First, one takes the midpoints $M_1$, ..., $M_5$ of $A_1A_2$, ..., $A_5A_1$. Then at each angle $A_i$, one takes the circumcircle of triangle $M_{i-1}A_iM_{i+1}$ (which has radius $\frac 12 R_i$) and the point diametrically opposite $A_i$ on it, say $X_i$. This gives a quadrilateral $A_iA_{i-1}X_iA_{i+1}$, with area at most $(\frac 12 R_i)^2 \cdot 2\sin A_i$. Consider all five of these quadrilaterals, as shown.
It's not too hard to show that these five quadrilaterals cover the entire pentagon (look at perpendicular bisectors).

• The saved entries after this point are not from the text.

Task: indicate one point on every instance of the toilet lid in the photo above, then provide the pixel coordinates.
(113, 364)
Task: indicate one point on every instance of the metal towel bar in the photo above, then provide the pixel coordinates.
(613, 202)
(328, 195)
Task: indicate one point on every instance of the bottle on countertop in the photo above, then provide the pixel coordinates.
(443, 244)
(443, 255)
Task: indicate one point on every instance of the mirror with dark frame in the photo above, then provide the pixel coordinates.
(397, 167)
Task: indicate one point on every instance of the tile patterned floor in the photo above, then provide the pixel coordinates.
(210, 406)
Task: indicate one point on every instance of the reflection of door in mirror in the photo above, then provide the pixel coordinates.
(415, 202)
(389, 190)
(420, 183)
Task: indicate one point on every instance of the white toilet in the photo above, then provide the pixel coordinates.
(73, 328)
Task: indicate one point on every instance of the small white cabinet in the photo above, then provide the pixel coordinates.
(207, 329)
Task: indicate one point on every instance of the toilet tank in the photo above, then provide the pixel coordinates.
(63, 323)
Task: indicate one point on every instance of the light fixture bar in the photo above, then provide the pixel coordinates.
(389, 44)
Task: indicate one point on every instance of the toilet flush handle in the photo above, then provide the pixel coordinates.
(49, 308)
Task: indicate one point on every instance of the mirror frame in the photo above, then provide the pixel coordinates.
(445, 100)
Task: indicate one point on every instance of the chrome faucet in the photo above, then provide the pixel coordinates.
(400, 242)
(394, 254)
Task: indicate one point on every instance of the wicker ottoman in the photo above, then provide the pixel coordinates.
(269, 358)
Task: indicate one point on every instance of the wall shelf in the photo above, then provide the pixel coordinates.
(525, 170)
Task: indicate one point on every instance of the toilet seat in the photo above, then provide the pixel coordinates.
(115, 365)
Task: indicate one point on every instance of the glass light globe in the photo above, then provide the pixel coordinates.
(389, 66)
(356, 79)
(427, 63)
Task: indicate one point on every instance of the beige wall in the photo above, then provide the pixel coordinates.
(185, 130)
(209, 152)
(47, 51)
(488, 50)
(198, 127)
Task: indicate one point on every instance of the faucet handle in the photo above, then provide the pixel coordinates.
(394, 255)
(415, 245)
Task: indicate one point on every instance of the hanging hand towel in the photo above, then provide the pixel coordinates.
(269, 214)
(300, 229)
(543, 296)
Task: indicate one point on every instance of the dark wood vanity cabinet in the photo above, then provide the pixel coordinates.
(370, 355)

So summing gives $$ S \le \frac{1}{2} \sum_i R_i^2 \sin A_i. $$ Then, by the Cauchy-Schwarz Inequality, we have $$ 4S^2 \le \left( \sum_i R_i^2 \sin A_i \right)^2 \le \left( \sum_i R_i^4 \right) \left( \sum_i \sin^2 A_i \right). $$ So it remains to show $$\sum_i \sin^2 A_i \le 5\sin^2 (108^{\circ})$$ reducing this to a purely algebraic problem (with $0^{\circ} \le A_i \le 180^{\circ}$ and $\sum A_i = 540^{\circ}$).
It's tempting to try and apply, say, Jensen's Inequality, but the function $\sin^2 x$ has a few inflection points, so one has to proceed more delicately using a fudging argument (along the lines of the $n-1$ equal-value trick). Indeed, we do this by showing that if $A_1 \le A_2 \le A_3 \le A_4 \le A_5$ and $A_1 < 108^{\circ}$, then we can replace $A_1$ with $108^{\circ}$ and $A_5$ by $A_1+A_5-108^{\circ}$ while increasing $\sum_i \sin^2 A_i$. Repeating this process until all $A_i$ are equal completes the proof.